En 2006, justo un año después de que España alcanzara la cifra del tres por ciento en el consumo de cocaína entre las personas de 15 a 64 años de edad, los albañiles eran los nuevos yuppies de la sociedad española, con automóviles hasta el momento destinados a una clase media alta, casas unifamiliares, chalés o pisos de veraneo…¡algunos hasta viajaban al extranjero! Eran unos grandes consumidores sin duda, tanto que podría rellenar este artículo tan solo describiendo el frenesí consumista de esos trabajadores que hasta ese momento no habían siquiera soñado con poder tener algo más que un Seat y pasarse los fines de semana en la piscina municipal.

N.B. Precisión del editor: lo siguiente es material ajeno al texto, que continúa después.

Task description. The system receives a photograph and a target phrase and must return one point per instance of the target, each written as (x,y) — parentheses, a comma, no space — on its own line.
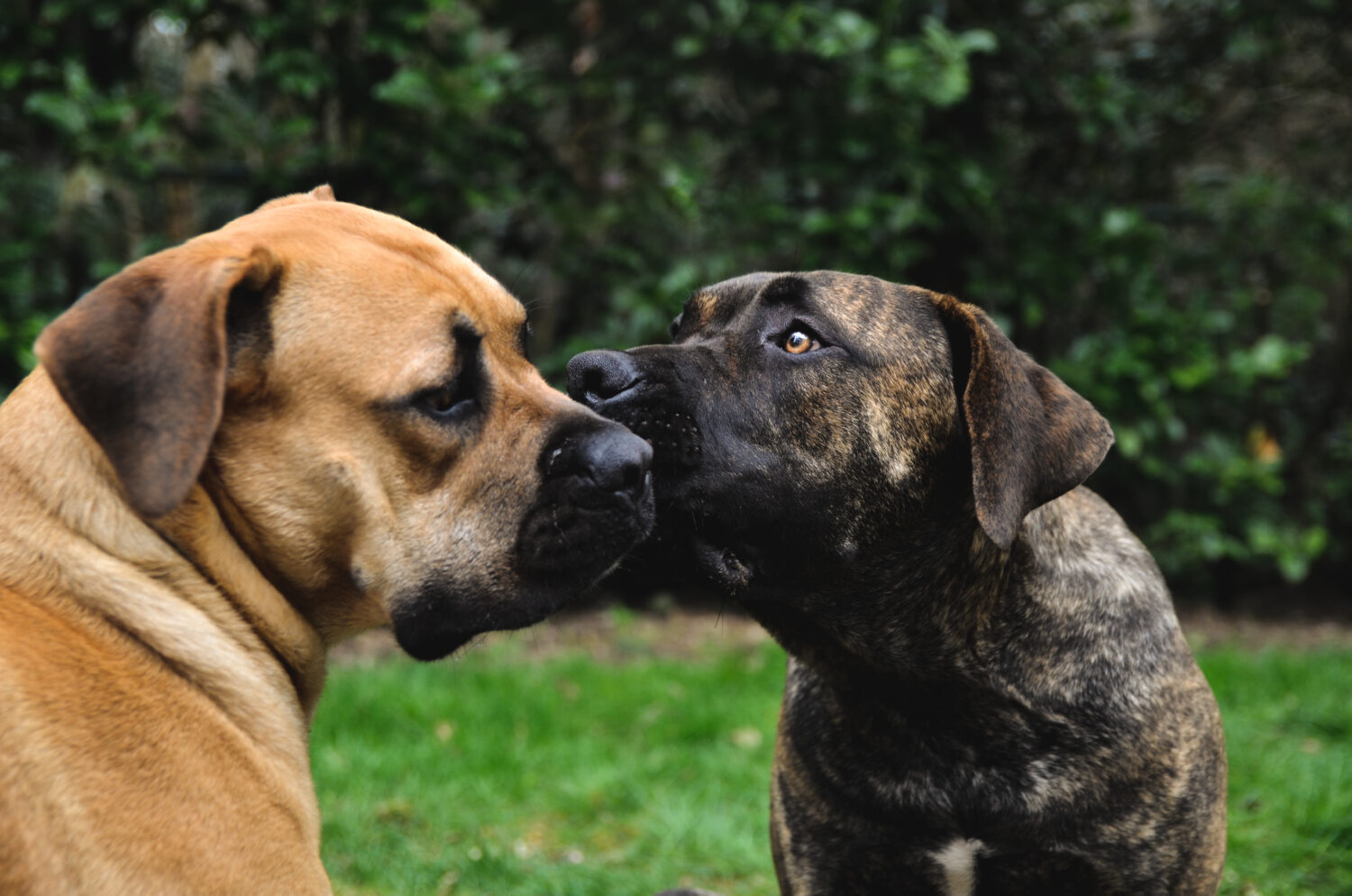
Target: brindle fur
(987,690)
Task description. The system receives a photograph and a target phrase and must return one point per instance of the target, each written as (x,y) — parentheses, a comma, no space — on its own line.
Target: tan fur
(160,673)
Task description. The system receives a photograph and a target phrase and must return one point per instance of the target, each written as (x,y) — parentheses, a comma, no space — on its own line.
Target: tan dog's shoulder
(237,452)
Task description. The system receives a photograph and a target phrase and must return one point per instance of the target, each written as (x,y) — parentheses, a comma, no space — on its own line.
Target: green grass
(500,773)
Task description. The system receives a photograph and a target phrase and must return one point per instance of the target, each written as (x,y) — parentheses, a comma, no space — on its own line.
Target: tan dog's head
(353,394)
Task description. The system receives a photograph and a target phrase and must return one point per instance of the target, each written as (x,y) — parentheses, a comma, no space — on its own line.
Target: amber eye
(798,343)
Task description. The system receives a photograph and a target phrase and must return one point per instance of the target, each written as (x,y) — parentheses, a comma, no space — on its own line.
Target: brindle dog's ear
(141,361)
(1032,437)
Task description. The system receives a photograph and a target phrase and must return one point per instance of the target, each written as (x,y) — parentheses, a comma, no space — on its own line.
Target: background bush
(1152,197)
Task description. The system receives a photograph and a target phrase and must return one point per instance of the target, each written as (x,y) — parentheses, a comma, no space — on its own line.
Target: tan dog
(235,453)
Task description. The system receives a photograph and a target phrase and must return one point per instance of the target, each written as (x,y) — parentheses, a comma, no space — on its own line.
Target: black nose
(595,378)
(607,462)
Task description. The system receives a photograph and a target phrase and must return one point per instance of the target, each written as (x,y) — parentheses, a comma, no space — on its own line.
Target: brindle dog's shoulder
(989,690)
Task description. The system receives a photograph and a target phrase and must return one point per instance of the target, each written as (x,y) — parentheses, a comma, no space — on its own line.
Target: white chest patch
(957,861)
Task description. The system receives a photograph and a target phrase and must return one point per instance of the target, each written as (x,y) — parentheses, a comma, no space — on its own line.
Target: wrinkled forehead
(386,265)
(872,315)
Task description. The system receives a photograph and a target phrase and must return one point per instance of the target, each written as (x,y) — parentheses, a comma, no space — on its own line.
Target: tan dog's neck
(191,595)
(200,534)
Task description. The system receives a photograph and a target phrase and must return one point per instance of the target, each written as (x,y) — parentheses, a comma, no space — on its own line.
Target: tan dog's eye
(798,343)
(451,403)
(441,400)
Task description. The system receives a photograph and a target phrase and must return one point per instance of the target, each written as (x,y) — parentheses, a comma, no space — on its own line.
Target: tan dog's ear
(1033,438)
(141,360)
(324,194)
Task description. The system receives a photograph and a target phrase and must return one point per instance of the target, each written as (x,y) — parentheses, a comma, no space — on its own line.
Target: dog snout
(595,378)
(607,462)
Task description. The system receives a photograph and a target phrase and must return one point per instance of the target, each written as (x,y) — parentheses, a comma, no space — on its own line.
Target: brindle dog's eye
(798,343)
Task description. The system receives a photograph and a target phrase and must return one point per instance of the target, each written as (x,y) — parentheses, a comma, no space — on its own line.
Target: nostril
(597,387)
(598,376)
(603,463)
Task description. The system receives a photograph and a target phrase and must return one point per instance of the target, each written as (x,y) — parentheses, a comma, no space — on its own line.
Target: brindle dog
(987,690)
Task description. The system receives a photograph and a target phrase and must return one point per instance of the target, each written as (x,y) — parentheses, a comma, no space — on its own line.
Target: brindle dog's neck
(903,617)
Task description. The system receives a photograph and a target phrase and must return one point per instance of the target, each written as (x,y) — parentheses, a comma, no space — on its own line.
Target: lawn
(516,771)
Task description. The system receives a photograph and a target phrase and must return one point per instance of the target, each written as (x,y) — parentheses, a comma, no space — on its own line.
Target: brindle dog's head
(353,397)
(808,427)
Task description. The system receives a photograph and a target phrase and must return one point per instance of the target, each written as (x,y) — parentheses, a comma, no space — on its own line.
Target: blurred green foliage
(1152,197)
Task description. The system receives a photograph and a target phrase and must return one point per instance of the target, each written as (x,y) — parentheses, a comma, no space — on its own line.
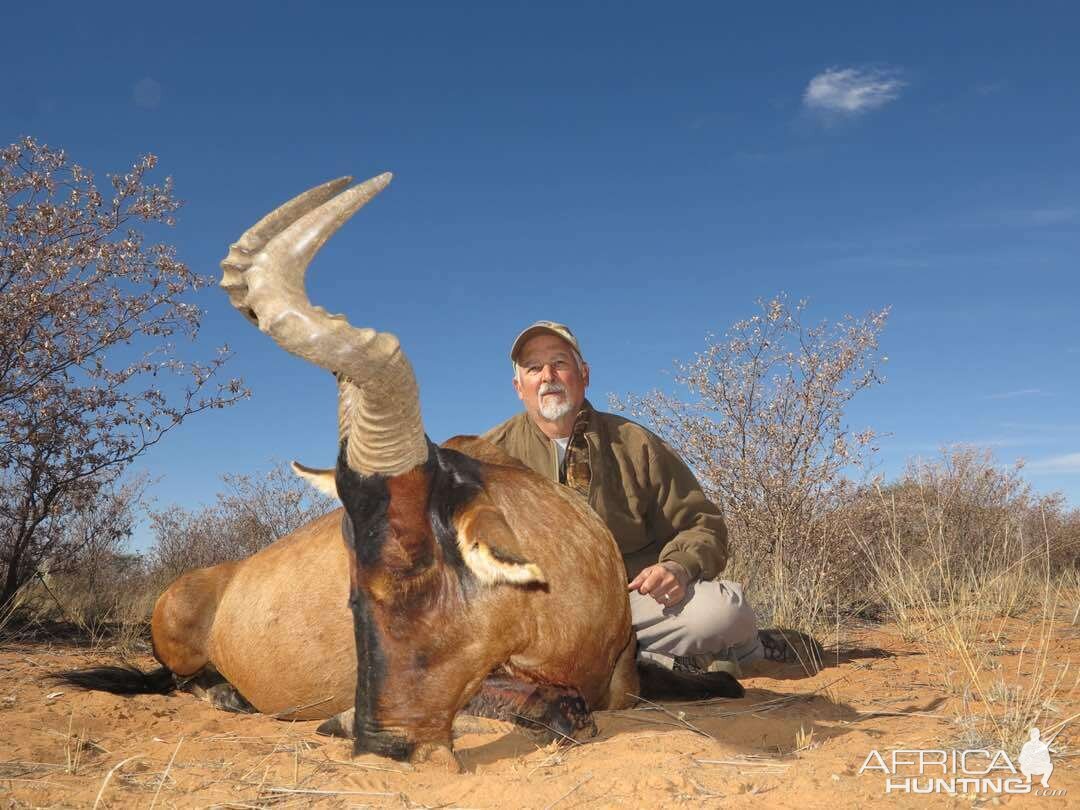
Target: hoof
(340,725)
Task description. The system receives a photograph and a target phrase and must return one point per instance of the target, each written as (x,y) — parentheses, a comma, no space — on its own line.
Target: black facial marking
(366,500)
(456,480)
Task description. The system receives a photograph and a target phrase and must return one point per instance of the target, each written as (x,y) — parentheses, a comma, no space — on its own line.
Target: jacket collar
(582,423)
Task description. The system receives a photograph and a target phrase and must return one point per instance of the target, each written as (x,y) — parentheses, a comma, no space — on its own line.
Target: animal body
(451,579)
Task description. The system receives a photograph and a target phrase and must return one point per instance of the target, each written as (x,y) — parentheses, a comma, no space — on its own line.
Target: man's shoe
(709,662)
(781,645)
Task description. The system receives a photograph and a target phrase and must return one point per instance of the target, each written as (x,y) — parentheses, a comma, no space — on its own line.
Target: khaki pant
(714,618)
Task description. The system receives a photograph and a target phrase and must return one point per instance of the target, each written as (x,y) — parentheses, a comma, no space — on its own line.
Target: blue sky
(643,172)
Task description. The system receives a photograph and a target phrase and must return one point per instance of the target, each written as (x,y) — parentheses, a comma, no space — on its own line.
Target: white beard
(554,409)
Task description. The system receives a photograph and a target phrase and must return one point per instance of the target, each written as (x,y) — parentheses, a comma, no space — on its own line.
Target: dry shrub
(961,532)
(954,550)
(248,515)
(764,429)
(108,593)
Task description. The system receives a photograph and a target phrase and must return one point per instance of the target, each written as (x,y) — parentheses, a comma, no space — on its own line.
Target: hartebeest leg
(210,685)
(543,712)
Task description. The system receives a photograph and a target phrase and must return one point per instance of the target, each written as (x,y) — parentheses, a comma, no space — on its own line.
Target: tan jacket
(648,498)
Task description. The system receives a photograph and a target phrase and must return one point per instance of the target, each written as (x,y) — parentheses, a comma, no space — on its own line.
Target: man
(673,539)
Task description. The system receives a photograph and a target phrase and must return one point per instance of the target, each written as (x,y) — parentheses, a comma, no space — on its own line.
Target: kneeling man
(672,537)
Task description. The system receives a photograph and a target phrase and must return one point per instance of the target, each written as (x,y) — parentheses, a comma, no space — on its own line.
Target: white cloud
(852,91)
(1066,463)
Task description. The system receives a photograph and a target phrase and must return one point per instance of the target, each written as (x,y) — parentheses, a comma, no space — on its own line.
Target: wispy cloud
(1014,394)
(852,91)
(1067,463)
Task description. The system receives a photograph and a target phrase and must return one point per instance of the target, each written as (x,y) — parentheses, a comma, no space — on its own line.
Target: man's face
(549,380)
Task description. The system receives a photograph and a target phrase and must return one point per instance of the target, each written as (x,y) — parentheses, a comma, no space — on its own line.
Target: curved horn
(379,403)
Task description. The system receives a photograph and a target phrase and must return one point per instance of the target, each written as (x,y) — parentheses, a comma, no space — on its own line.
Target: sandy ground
(793,741)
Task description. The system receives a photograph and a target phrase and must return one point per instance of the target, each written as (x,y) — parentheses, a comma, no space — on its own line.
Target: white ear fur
(483,561)
(491,570)
(324,481)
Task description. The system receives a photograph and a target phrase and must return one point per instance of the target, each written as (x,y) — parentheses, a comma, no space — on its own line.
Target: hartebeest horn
(379,404)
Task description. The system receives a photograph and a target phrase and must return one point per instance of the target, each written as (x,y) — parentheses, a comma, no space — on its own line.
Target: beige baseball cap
(550,327)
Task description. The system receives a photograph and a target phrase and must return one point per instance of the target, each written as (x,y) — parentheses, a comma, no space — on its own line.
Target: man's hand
(665,582)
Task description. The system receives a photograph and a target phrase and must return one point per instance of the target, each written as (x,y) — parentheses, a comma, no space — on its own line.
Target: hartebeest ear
(322,480)
(490,548)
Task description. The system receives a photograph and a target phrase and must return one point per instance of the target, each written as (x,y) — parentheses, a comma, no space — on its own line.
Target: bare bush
(964,532)
(90,312)
(248,515)
(764,428)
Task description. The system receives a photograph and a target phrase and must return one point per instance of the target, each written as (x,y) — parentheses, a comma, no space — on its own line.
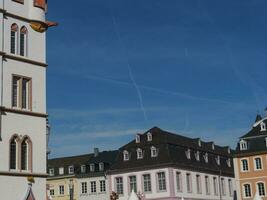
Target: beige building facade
(251,162)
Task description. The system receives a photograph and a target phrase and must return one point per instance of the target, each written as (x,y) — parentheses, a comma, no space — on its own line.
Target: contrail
(244,79)
(157,90)
(139,94)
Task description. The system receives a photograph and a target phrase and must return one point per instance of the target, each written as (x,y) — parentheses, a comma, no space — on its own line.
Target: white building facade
(23,99)
(173,184)
(159,165)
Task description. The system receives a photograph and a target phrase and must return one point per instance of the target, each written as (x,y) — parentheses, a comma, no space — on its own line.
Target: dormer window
(137,138)
(154,152)
(61,170)
(51,172)
(126,155)
(188,153)
(92,167)
(243,145)
(83,168)
(139,153)
(218,160)
(199,142)
(206,157)
(71,169)
(197,155)
(229,162)
(213,146)
(229,150)
(263,126)
(101,166)
(149,137)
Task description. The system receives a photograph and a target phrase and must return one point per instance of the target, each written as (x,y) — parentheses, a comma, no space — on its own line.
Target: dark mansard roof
(172,150)
(255,140)
(105,157)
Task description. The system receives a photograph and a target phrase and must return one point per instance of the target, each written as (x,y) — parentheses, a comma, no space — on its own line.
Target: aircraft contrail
(139,94)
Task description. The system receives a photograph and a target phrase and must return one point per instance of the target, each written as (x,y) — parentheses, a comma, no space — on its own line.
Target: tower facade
(23,99)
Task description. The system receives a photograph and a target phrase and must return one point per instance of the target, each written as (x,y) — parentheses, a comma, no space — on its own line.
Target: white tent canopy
(133,196)
(257,196)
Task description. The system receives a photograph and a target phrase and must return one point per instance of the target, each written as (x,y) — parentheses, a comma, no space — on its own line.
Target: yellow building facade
(61,188)
(250,162)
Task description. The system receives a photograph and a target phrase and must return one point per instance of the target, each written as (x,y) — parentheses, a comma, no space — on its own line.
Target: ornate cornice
(22,174)
(23,112)
(22,59)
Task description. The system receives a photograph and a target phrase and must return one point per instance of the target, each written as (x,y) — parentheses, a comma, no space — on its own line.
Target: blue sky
(119,67)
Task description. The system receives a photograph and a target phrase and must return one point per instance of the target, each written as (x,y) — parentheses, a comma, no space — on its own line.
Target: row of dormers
(140,153)
(71,169)
(205,157)
(148,137)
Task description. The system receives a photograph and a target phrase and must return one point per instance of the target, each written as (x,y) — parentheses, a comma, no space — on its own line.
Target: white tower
(23,99)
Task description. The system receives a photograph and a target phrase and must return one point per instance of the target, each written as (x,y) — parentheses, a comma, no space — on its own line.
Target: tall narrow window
(261,189)
(23,41)
(84,187)
(14,38)
(199,189)
(119,185)
(188,182)
(179,181)
(161,181)
(13,153)
(93,187)
(223,187)
(147,182)
(247,190)
(15,91)
(133,185)
(258,164)
(230,185)
(215,186)
(103,186)
(24,154)
(244,165)
(21,92)
(207,184)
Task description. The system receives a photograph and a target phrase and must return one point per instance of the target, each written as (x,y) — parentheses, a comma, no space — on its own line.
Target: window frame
(258,189)
(245,191)
(20,94)
(255,163)
(161,181)
(242,165)
(84,188)
(147,187)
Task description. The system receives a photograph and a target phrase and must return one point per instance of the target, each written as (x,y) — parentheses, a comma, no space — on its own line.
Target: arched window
(14,39)
(261,189)
(154,152)
(126,155)
(13,153)
(25,154)
(139,153)
(23,41)
(263,126)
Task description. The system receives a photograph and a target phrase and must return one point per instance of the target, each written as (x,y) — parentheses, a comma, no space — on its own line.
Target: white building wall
(93,196)
(168,194)
(14,183)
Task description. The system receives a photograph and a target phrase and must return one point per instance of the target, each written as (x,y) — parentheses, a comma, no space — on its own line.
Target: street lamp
(71,189)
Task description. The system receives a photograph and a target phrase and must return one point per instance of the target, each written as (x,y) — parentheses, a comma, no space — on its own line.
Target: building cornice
(23,112)
(23,174)
(51,178)
(245,154)
(22,59)
(6,13)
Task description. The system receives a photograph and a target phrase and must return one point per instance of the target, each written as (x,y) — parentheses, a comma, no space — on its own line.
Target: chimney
(96,152)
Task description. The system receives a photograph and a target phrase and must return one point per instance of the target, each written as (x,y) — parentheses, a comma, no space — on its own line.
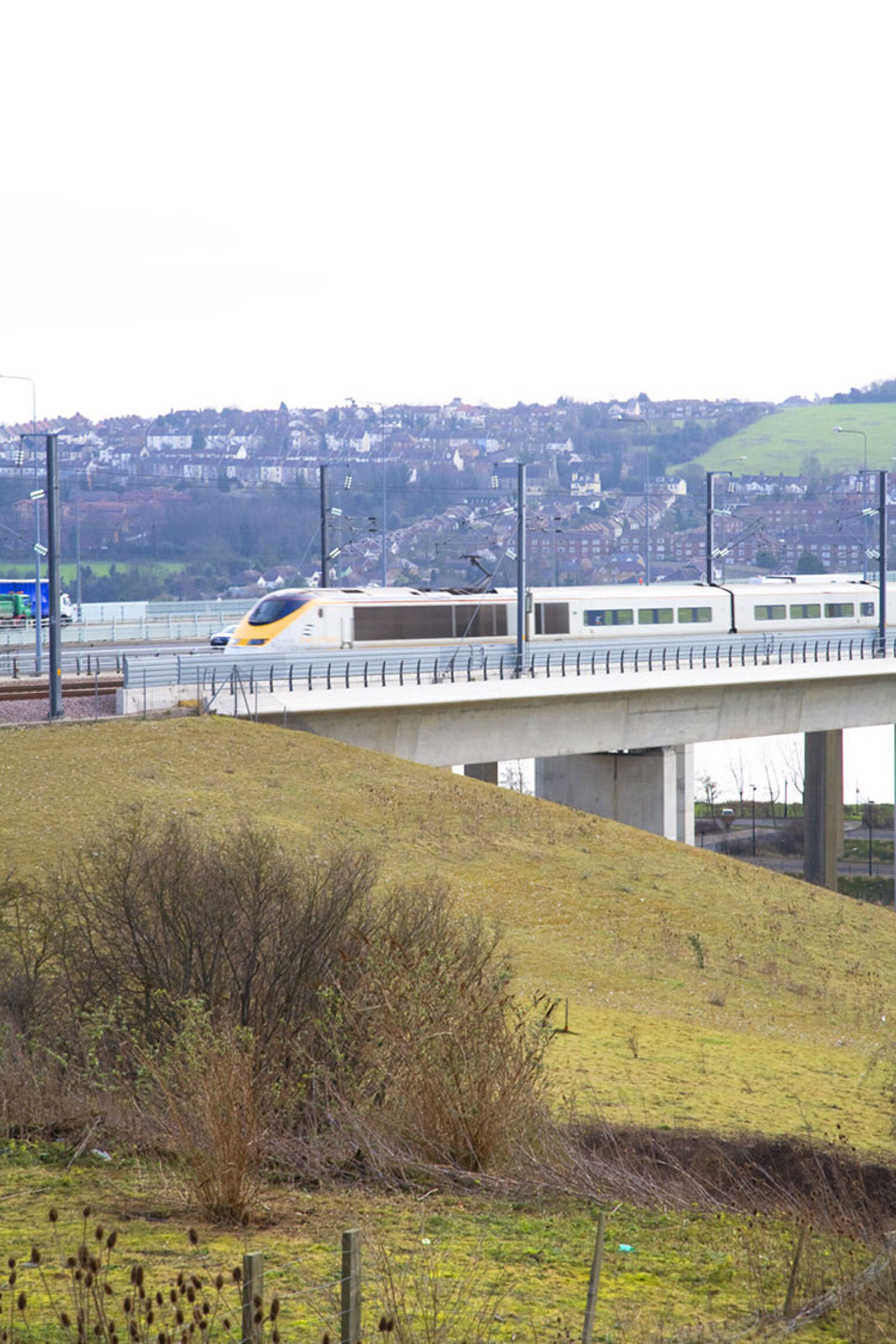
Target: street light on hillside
(382,410)
(839,429)
(36,495)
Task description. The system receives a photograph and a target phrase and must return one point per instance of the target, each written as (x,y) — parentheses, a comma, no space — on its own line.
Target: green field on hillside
(782,441)
(702,991)
(69,570)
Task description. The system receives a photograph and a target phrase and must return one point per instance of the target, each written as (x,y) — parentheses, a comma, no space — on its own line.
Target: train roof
(590,593)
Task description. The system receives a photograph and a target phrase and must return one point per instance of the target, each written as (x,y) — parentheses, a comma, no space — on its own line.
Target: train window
(405,622)
(609,617)
(551,617)
(479,623)
(276,608)
(430,622)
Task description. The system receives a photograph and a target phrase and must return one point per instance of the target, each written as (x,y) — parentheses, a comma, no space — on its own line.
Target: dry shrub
(385,1025)
(426,1300)
(209,1108)
(446,1063)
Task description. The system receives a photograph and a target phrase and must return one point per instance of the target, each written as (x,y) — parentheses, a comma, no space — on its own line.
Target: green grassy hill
(702,991)
(783,440)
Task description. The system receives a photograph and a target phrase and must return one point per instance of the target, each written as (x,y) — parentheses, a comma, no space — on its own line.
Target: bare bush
(204,1100)
(446,1065)
(159,916)
(385,1023)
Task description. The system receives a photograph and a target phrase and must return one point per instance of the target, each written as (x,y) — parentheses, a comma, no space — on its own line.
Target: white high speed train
(296,620)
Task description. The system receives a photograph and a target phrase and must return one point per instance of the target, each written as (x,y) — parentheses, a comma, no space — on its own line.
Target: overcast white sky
(218,203)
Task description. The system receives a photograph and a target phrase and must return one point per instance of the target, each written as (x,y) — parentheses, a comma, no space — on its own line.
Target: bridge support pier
(824,807)
(649,790)
(484,771)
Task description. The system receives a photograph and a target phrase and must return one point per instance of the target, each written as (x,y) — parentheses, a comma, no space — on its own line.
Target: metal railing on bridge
(289,674)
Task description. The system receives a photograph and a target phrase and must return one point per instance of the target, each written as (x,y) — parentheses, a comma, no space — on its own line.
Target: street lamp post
(712,552)
(382,410)
(839,429)
(36,495)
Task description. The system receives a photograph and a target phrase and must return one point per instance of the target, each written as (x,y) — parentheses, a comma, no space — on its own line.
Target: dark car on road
(222,639)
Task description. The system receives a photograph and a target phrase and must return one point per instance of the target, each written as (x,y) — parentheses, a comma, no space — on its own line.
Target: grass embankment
(519,1271)
(781,441)
(702,992)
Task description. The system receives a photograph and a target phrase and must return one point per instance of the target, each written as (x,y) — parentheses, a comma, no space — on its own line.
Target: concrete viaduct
(620,746)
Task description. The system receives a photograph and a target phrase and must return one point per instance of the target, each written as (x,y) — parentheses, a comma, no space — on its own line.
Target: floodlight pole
(711,514)
(53,566)
(324,530)
(520,569)
(36,496)
(881,562)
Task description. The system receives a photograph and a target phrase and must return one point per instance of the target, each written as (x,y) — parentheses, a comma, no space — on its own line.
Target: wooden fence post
(594,1282)
(351,1318)
(253,1296)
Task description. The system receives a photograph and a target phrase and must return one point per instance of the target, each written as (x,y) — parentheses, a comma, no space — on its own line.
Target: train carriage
(292,620)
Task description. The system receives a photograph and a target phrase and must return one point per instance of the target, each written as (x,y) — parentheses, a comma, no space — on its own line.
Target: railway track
(35,689)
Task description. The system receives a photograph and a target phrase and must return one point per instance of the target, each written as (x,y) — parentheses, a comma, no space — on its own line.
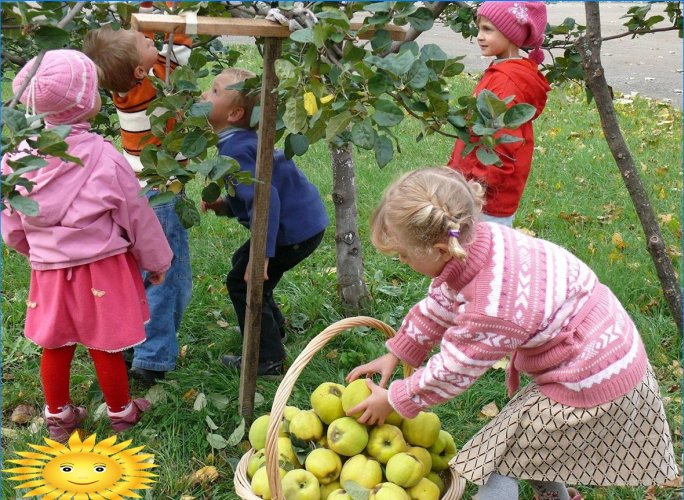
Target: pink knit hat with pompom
(523,23)
(64,88)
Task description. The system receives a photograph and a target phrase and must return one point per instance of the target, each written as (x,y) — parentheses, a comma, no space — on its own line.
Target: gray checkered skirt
(623,442)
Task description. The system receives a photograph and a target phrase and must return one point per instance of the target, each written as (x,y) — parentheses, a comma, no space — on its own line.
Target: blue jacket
(296,211)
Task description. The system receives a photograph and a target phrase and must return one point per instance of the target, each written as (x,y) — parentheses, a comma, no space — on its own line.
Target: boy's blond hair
(425,207)
(243,98)
(115,52)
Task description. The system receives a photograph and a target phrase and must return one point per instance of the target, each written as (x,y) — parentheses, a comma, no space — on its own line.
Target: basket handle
(287,384)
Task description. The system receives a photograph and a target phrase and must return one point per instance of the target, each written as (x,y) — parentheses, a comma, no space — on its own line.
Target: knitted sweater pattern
(525,297)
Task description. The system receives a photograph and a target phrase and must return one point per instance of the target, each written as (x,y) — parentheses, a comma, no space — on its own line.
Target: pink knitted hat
(64,88)
(523,23)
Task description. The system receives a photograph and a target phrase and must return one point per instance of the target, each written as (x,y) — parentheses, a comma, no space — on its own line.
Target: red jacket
(505,183)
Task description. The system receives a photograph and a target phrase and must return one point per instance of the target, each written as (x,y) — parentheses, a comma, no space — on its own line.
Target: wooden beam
(259,230)
(217,26)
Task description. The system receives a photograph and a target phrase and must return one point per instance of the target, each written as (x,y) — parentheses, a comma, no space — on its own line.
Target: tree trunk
(350,280)
(589,48)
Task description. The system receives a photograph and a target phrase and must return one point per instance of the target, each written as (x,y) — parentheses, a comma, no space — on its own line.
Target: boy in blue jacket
(296,221)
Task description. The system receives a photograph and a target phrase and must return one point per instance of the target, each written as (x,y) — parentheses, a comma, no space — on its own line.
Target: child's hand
(384,365)
(156,278)
(375,408)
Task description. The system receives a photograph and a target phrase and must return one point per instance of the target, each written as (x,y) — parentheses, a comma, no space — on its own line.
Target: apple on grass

Y esto, ya por aquél entonces, no gustaba entre aquellos que siempre se consideraron de otra clase con derechos, a veces otorgados, incluso, por origen divino, sobre los que consideraban de una clase inferior. No gustaba que un chico de veinte años que no había terminado la ESO (uno de esos que nunca fue a clases particulares) trabajando nueve horas diarias en una obra, a más de 40º -poniendo de ejemplo el sur del estado español, donde los convenios laborales en el sector de la construcción contemplan la jornada intensiva apenas durante un periodo de un mes y medio (desde comienzos de julio hasta finales de agosto), como si las condiciones climatológicas fueran mucho más favorables en junio o septiembre, en los casos, por supuesto, donde se cumplía dicho convenio- sobre tejados o suelos de hierro, rodeados de armas en potencia, es decir, cualquier herramienta propia del sector, con una grúa sobre sus cabezas constantemente y unas medidas de seguridad a menudo innecesarias como muestran las estadísticas, donde todos los años mueren decenas de albañiles en accidentes laborales, pudiera ganar un sueldo que oscilaba entre los 1200€ y los 3000€ en algunos casos, dependiendo de factores como la experiencia, especialización, antigüedad o las condiciones del trabajo en particular, pudiendo negociar el sueldo por horas o por cuenta, o lo que es lo mismo, dependiendo de la productividad.

 

Y todo esto, repito, no gustaba mucho por aquél entonces a algunos que por sus estudios superiores o por tradición familiar, o cualquier otro motivo no soportaban la idea de que el esfuerzo, su esfuerzo, no estuviera valorado por el sistema -ese sistema que tanto adora el esfuerzo- por encima del de aquellos que acabamos, aunque fuera por poco tiempo, contribuyendo (como víctimas en el mayor de los casos) a la locura del cemento y el ladrillo. La diferencia ahora con esos años es que los patronos, tanto de la economía como los de los medios o de la política sabían que aquello explotaría y se derrumbaría, así que, no hizo falta ninguna campaña como la que han orquestado y puesto en marcha contra todo “trabajador privilegiado”.

 

La historia ya la conocen: despidos, embargos, desahucios, suicidios, etc. Cómo iban a contarles todo esto. Ahora los albañiles que aún se dedican a la construcción (pueden imaginar que muchos de ellos están engrosando las listas del paro) llegan a cobrar hasta cinco euros la hora, trabajando más de diez horas al día en algunos casos, a cientos o miles de kilómetros de sus casas, sin dietas, alojados en la pensión más barata que el empresario encuentra, y de nuevo, con unas medidas de seguridad insuficientes para parar todas esas muertes que la obra deja atrás año tras año. Pero de estos privilegiados ya nadie se acuerda, ni mucho menos, oirán hablar en los medios ni pertenecerán a sus conversaciones de bar o en el andén de una estación un día de huelga. Porque ya no lo son, o quizás, nunca lo fueron.